Dog Manual

Persistent Twitching

Persistent twitching is most commonly due to a disease called chorea. A nervous involvement characterized by intermittent twitching of certain muscles or a group of muscles, chorea is quite common. The ailment may persist for months or years and, though it may occasionally contribute to discomfort, the normal functions of the animal remain apparently unaffected, and its longevity seems unimpaired.

The cause of the disease is obscure. Most cases seem to occur as an aftermath of a severe attack of distemper. It may also be a symptom of an inflammatory condition of the membranes that cover the nerves or spinal cord, and it occasionally appears in the early stages of rickets. Even the most exacting microscopic examination of the body tissues, on post mortem, have failed to reveal specific, characteristic manifestations of the disease complex, though anemia has been a pretty constant finding.

The muscles of the head and legs are most commonly affected in chorea, though the twitching may occur in any part of the body. In mild cases, the spasmodic movements are most readily observed while the animal is lying on its side. The spasms are often less marked while the animal is asleep, and excitement may cause exaggeration of the symptoms. Consciousness is not disturbed in cases of chorea. Diagnosis is based on the history of the case, the lack of general symptoms and the characteristic periodic movements.

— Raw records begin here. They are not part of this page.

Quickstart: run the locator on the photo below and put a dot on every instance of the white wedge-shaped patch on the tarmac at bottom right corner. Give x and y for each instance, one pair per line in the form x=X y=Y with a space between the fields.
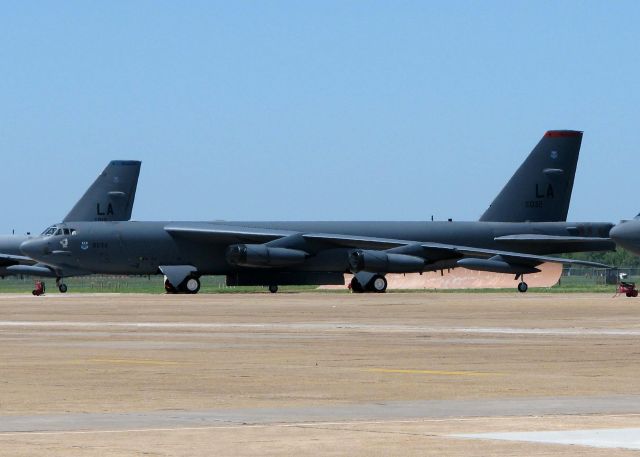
x=624 y=438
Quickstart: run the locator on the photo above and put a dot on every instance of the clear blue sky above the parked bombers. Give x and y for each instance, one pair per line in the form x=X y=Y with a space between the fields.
x=313 y=110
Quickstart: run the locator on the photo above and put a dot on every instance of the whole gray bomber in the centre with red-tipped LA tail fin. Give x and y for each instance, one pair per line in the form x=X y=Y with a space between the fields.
x=524 y=224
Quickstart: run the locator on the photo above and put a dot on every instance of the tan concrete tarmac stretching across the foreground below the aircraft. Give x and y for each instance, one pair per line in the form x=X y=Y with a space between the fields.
x=319 y=373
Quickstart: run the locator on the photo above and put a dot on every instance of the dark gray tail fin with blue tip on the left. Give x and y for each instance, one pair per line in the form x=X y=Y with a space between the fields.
x=111 y=196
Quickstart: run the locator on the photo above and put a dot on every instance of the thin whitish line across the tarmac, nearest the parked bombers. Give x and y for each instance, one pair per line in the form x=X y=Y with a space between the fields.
x=328 y=326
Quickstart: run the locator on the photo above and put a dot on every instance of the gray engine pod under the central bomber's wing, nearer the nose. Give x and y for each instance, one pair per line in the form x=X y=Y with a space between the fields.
x=260 y=255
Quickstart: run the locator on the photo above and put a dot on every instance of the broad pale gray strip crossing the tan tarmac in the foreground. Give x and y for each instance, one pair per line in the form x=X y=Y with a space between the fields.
x=392 y=411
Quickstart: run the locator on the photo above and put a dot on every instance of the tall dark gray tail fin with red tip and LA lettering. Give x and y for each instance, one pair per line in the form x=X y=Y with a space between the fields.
x=540 y=190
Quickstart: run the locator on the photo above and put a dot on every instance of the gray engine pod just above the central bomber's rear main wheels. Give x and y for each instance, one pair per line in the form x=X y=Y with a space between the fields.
x=384 y=262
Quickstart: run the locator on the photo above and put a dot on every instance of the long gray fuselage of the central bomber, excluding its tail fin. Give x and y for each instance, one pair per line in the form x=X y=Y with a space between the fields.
x=142 y=247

Treatment of chorea is usually ineffective, and it is not often attempted because results cannot be expected unless medication is administered over long periods of time. Various tonic preparations containing arsenic or iron compounds have occasionally been used with indifferent results. Highly nourishing food should back up any course of treatment.

In the above, chorea has been discussed in its pure form, that is, where it is present in the otherwise normal animal. Very often chorea arises as a complication of a severe attack of distemper at the height of the disease. In such cases death almost invariably ensues.